Rozdział dwudziesty szósty

1 0 0
                                    

Było już wpół do dwudziestej drugiej, kiedy tłum lekarzy, z hukiem wpadł do sali, w której leżał Mike. Razem z Sandrą gwałtownie wstałyśmy i podbiegłyśmy do drzwi jego sali. Automatycznie chwyciłam za klamkę i wbiegłam do środka. Zaledwie kilka kroków później znalazłam się w ramionach pielęgniarki, która uścisnęła mnie tak mocno, że nie mogłam się ruszyć.

- Tu mie wolno wchodzić - ostrzegł głośno jeden z lekarzy, który stał przy łóżku Mike'a.

Mimo, że pielegniarka próbowała zasłonić mi widok na całą sytuację, kątem oka zobaczyłam jak Mike walczy o życie. Maszyny do których był podłączony nie pikały niewinnie jak wcześniej. One aż wyły, niczym syrena alarmowa. Lekarze mówili szybko i głośno, jeden przez drugiego. Wyłapywałam pojedyncze słówka, przez co popadałam w jeszcze większą panikę. Gdybym tylko mogła, siłowałabym się z kobietą tak długo, w końcu udało by mi się uciec do Mikie'go. Nie byłam w stanie. Mój ukochany leżał tak niewinnie, podczas gdy coś zabijało go od środka. Wyglądał tak zwyczajnie, zdrowo. Gdyby nie szpitalna sceneria i tłum panikujących lekarzy, byłabym pewna, że uciął sobie smaczną drzemkę.
Nagle jeden z mężczyzn w kitlu, rozpoczął resuscytację. Czułam, że moje serce również się zatrzymuje.
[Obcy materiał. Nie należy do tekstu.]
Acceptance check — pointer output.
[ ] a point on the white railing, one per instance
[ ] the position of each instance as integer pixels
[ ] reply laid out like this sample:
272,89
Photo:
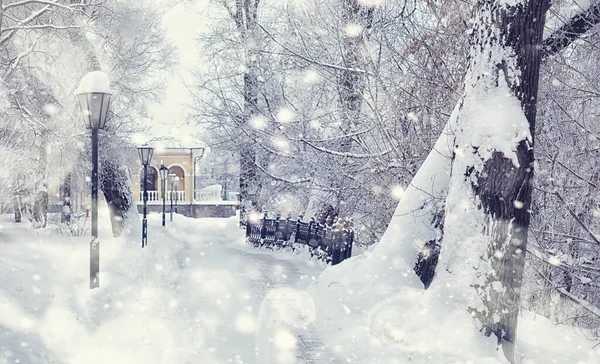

Nie mogłam się ruszyć. Zostałam niespodziewanie wypchnięta za drzwi. Pielęgniarka spojrzała na mnie ze współczuciem i zasłoniła kotarę.

Już nigdy więcej go nie zobaczyłam...

***

- Tris! - słyszę głos przyjaciółkai. - Widziałam, jak Toby stąd wybiega. Co się stało? - Charlie nie czeka na odpowiedź, tylko mocno przytula mnie do siebie.

- Miałaś rację. Wszystko zniszczyłam - wyduszam z siebie z trudem. Płacz przez tak długi czas, powoduje u mnie intensywny kaszel.

- Nie płacz skarbie. Wszystko się ułoży - zapewnia. Zastanawia mnie, czy na prawdę tak myśli.

- Kocham go - szepczę, po czym znów dostaję ataku kaszlu.

- Chodź, na pewno zmarzłaś. - Charlie prowadzi mnie w stronę samochodu. Nie protestuję. Chcę jak najszybciej znaleźć się w swoim łóżku, wziąć tyle tabletek nasennych, ile dam radę przełknąć i zniknąć z tego świata choć na kilka godzin.

Całą drogę do domu milczymy. Kilka razy spoglądam na telefon, w nadziei, że Toby, zostawił mi jakąś wiadomość. Mam ochotę napisać mu jak bardzo go kocham i jak cholernie mocno nie chce go stracić. Nie piszę. Boję się, że nie dostanę odpowiedzi, a to zaboli jeszcze bardziej.

Przed wyjściem z samochodu powstrzymuje mnie jedna myśl. Mama się załamie, kiedy zobaczy mnie w takim stanie. Mam dość tego, że ludzie przeze mnie cierpią.

- Tris, musisz odpocząć - mówi Charlie, kiedy orientuje się jakie mam zamiary. Kocham ją za to, że nie wypowiada teraz słow typu "A nie mówiłam?".